The Bank of Japan faces a defining stress-test of its “yield curve control” policy in coming days as the benchmark Japanese government bond yield nears zero and currency markets recalibrate themselves for a Donald Trump US presidency.
With post-election yen volatility already making a mark on Japanese equities, traders in Tokyo said the focus would this week turn on JGB markets and the BoJ’s resolve.
After wrestling to understand the implications of Mr Trump’s various, sometimes conflicting campaign pledges, markets are tentatively pricing in large-scale fiscal stimulus — policies that could see the yen weaken against a background of a resurgent dollar and rising Treasury yields.

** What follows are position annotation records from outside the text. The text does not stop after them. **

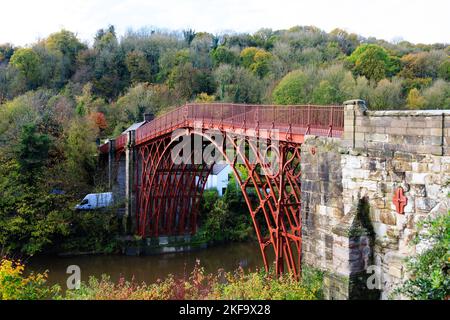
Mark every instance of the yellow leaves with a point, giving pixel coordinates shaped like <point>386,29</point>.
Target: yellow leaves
<point>15,286</point>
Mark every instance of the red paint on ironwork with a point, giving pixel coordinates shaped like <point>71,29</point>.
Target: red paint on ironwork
<point>168,195</point>
<point>400,201</point>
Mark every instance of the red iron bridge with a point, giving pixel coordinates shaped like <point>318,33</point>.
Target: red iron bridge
<point>163,195</point>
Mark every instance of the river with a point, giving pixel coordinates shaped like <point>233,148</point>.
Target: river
<point>150,268</point>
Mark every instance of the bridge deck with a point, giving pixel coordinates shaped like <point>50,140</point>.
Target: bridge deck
<point>281,122</point>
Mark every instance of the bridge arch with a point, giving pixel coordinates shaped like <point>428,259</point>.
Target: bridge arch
<point>169,194</point>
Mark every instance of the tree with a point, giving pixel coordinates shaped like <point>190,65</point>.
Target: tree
<point>437,96</point>
<point>373,62</point>
<point>292,89</point>
<point>429,269</point>
<point>28,63</point>
<point>415,99</point>
<point>138,67</point>
<point>257,60</point>
<point>423,64</point>
<point>80,151</point>
<point>386,95</point>
<point>6,52</point>
<point>236,84</point>
<point>32,151</point>
<point>444,70</point>
<point>223,55</point>
<point>66,47</point>
<point>109,67</point>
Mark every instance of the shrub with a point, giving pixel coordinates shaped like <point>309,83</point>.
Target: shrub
<point>14,285</point>
<point>199,286</point>
<point>430,269</point>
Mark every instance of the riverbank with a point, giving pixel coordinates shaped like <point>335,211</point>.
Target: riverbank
<point>197,285</point>
<point>150,268</point>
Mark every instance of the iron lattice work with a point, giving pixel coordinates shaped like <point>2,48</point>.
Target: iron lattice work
<point>168,194</point>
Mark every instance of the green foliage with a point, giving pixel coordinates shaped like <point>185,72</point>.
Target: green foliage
<point>292,89</point>
<point>27,62</point>
<point>430,269</point>
<point>80,151</point>
<point>201,286</point>
<point>138,67</point>
<point>31,218</point>
<point>92,231</point>
<point>14,285</point>
<point>226,218</point>
<point>223,55</point>
<point>373,62</point>
<point>257,60</point>
<point>237,84</point>
<point>32,151</point>
<point>414,99</point>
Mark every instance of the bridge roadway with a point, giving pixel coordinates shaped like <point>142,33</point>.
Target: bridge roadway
<point>291,122</point>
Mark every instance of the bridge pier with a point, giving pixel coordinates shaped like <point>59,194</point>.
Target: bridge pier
<point>111,162</point>
<point>129,218</point>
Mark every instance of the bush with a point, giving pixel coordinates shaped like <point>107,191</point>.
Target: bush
<point>200,286</point>
<point>430,269</point>
<point>15,286</point>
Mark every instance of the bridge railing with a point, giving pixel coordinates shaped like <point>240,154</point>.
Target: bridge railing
<point>295,119</point>
<point>301,119</point>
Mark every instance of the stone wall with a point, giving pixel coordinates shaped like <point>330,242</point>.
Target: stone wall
<point>350,221</point>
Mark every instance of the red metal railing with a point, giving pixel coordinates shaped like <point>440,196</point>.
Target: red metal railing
<point>292,119</point>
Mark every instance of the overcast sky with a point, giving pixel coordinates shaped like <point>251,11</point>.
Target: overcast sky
<point>427,21</point>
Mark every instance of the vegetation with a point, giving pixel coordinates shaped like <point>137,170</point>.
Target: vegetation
<point>199,285</point>
<point>196,286</point>
<point>430,269</point>
<point>227,218</point>
<point>14,285</point>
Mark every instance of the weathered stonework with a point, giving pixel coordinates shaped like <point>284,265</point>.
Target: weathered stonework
<point>380,152</point>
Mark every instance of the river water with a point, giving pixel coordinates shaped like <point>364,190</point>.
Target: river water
<point>150,268</point>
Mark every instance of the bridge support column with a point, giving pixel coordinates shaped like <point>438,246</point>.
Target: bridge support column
<point>129,218</point>
<point>111,162</point>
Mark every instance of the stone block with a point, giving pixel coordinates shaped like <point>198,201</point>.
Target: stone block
<point>388,217</point>
<point>399,123</point>
<point>425,204</point>
<point>415,177</point>
<point>377,137</point>
<point>401,165</point>
<point>432,140</point>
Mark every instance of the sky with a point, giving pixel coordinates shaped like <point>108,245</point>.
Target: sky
<point>22,22</point>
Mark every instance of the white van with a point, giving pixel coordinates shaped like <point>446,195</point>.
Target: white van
<point>95,201</point>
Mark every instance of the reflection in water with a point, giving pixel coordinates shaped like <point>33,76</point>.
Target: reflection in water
<point>150,268</point>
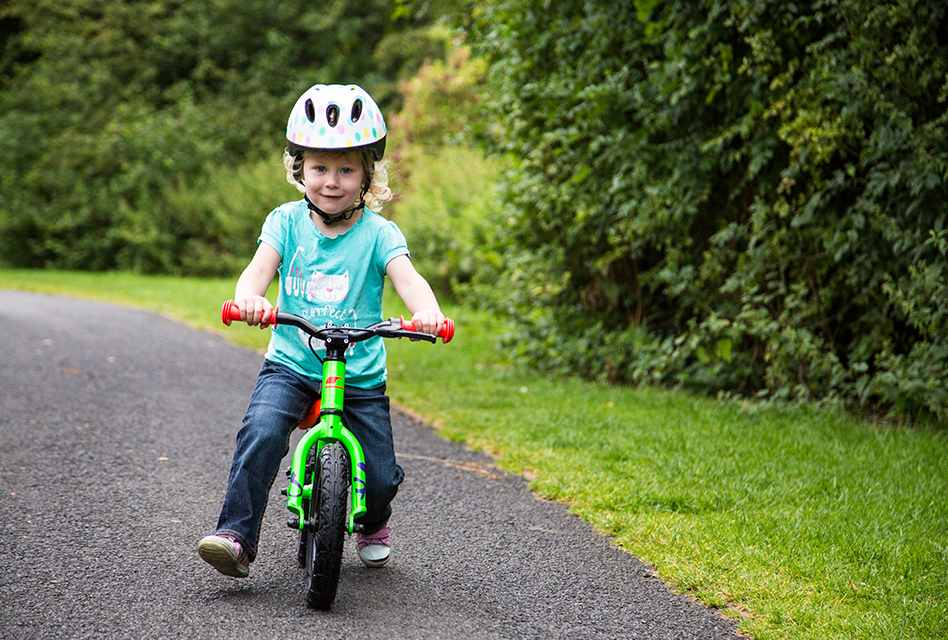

For Japanese analysts the key question will be how BoJ governor Haruhiko Kuroda will respond if 10-year JGB yields rise to zero or even put them in positive territory for the first time since March. Critical to making that happen, say analysts, will be whether the yen falls to ¥110 per dollar — its level the previous time the 10-year JGB yield closed above zero.
The uncertainty that the BoJ might soon be forced to clear up, said Nomura’s rates analyst Naka Matsuzawa, is what level Mr Kuroda is targeting through yield curve control. Some suspect that he sees a 0.0 yield on the 10-year JGB as the ceiling, others that zero represents the centrepoint of a range around which the BoJ could be flexible.
Warnings of an impending stress test along those lines intensified on Friday when, following the yen’s decline to ¥107 against the dollar, the yield on the 10-year JGB rose to an intraday peak of minus 0.025 per cent. Shuichi Ohsaki, Japan fixed income strategist at Bank of America Merrill Lynch, said that if US treasury yields were still rising next week there was a chance that the JGB 10-year yield could touch zero soon.
But its stay there would likely be temporary. The 10-year JGB’s arrival at a yield of zero, said Mr Ohsaki, would unleash massive, pent-up demand from many investors, but particularly from Japan’s regional banks. Since 10-year JGB yields turned negative earlier this year, regional banks have been forced to chase yield from much longer tenors: the weight of buying pressure at 0.0 per cent yields would send them lower again.
JGB yields stand the closest to zero they have been since September 21 — the BoJ meeting where Mr Kuroda introduced the concept of “quantitative and qualitative monetary easing with yield curve control”. Once the dust had settled after that meeting, analysts interpreted the move as a signal to markets that the potential for BoJ intervention in JGB markets was, in theory, unlimited.
The post-election bond sell-off in the US and Japan, said CLSA global strategist Christopher Wood, raises the possibility of a stress test of the BoJ’s commitment to fix the ¥10-year JGB yield at 0.0 per cent. “A move in the 10-year Treasury bond yield through 2.25 per cent, say, is the kind of market move that could trigger such a stress test,” he wrote in a note to clients last week. “That in turn would mean the BoJ being seemingly committed to unlimited JGB purchases which would be yen bearish and Japanese equity bullish.”
Nomura’s Mr Matsuzawa, however, noted that while JGB yields of minus 0.025 per cent look close to zero: “Those three basis points hold quite a lot of meaning. Everyone knows that as they get closer [to zero], investors would shift to get the yield,” he said.